Jim the Aussie
Ahhhh Jim what can I say? A sharp executive earning shedloads of money none of which was ever spent on me ! Married but getting divorced. Kid in tow. Great hands on committed dad. Unfortunately when it came to women his attitude was ‘it’s all about the dick’. Hence he didn’t know that his tongue could be used for something other than talking and eating.
we had lots of chats about being together when his divorce was over and then suddenly he went off the radar only to reappear with the information that his divorce was through and he was now living with another woman who he also wanted to get rid of! Apparently she had an annoying kid and his kid hated him. Whatever! He wanted to start seeing me again but secretly. He didn’t want his family or kid to find out. Yeah I know. what he wanted was just a fuck buddy. Thankfully, I had my full senses about me and i said thanks but no thanks. Some residual pride was still hanging around at that point.
I’ve been told several times that Australian men are chauvenistic and selfish. having only ever met one I can’t really comment but if it is true then Jim was certainly carrying the flag for Australia on that issue. He actually sent me a text once wanting to make a bet with me. The bet was that if Australia beat Wales at rugby then I’d give him a blow job! laugh??? i thought my pants would never dry out! Giving that Wales weren’t playing particularly well at that time I thought it was probably not a good bet. I’m sure he was fairly positive that he would never have to do the ‘honours’ to me. Never having shown any interest in that area of sexual shenanigans he probably thought he was pretty much going to be guaranteed a good time. Again, I dug deep and said ummmm NO! THRICE NO!
Apparently he has now managed to get the rebound lady and annoying brat out of his life again and is rooting around for some company. No doubt he’ll find it.
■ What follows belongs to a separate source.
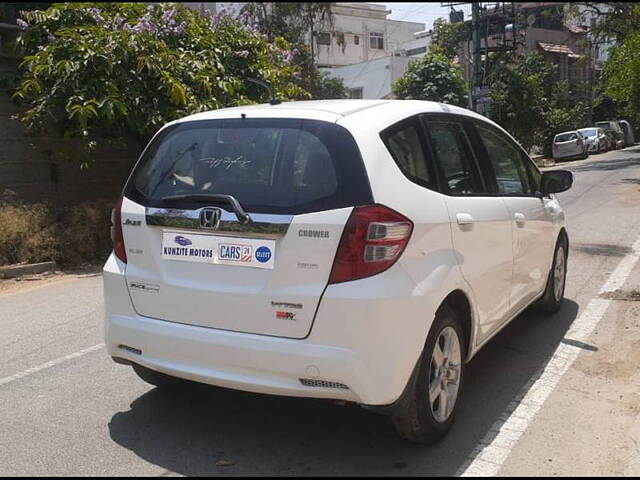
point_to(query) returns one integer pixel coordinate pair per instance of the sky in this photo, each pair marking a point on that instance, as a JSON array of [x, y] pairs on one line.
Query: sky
[[421, 12]]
jim was probably one of the least tactile people I’ve ever met. Never occurs to him to hold hands or hug you. I think both his ex wives left him due to neglect. Not because he had a brilliant job that took him all over the world and gave him a phenomenal income. I just think that on his return he showed no sign of actually having missed them at all.
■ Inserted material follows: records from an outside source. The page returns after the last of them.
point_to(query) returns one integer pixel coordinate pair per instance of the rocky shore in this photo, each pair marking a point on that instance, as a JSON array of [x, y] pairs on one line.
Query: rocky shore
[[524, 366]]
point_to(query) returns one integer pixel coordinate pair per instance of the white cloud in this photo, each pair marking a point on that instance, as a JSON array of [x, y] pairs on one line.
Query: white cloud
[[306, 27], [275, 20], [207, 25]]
I remember one rather interesting thing happened whilst we were actually having sex. There we were all sweating and getting ‘jiggy wit it’ and his phone rang. he picked it up and started having a business conversation. My ego like his dick deflated pretty rapidly.
I’ve heard of girls showing the same inconsideration though. My guy i knew told me how once, when he was banging away at this girlfriend of his, she reached over to the bedside table, picked up a bag of crisps and started crunching on the cheese and onions while he was trying to go for gold! The smell alone was enough to put him off his stride. The girls mistake was to choose cheese and onion. Perhaps he wouldn’t have been so put off if it had been just plain crisps or a prawn cracker.